Born in Lombardy and orphaned at an early age, Angela Merici became a Franciscan tertiary and embraced a life of prayerful simplicity. After spending many years in almost continuous pilgrimage, visiting shrines of Italy, she had a vision one day in which she beheld a company of angels and maidens descending from a ladder in the heavens. A voice revealed that she would found a community whose members would be as numerous as the maidens thus revealed to her.

For some years Angela offered religious instruction to the children of her poor neighbors. Over the years, when not travelling, she had made this her regular occupation. Other women were gradually inspired to join her. Finally, after she had settled in Brescia, Angela had a group of twenty-eight women prepared to consecrate themselves with her to God’s service. They chose as their patron St. Ursula, a legendary fourth-century martyr widely venerated as a protector of women.

Although she devised a simple rule for her Ursuline community, Angela did not initially conceive of them as a religious order. While dedicating themselves to the education of poor girls, the members wore no habits and took no vows; they continued to live with their families rather than behind an enclosure. The idea of such an association of religious women was unheard of at the time. But the work of Angela and her companions was widely admired. Angela observed, “Each member of the Company should strive to despoil herself of everything and set all her good, her love, her delight, not in robes, nor in food, nor in relatives, but in God alone and in his benign and ineffable Providence.”
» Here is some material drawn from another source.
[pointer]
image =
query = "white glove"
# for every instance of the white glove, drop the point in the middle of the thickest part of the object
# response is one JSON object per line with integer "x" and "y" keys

By the time of her death on January 27, 1541, Angela was revered as a living saint in Brescia. Crowds of people would follow her to church, attracted in part by her reputation for levitating several inches off the ground while gazing on the Eucharist. Four years after Angela’s death, Rome approved a constitution for her congregation, which would in time come to number many tens of thousands. She was canonized in 1807.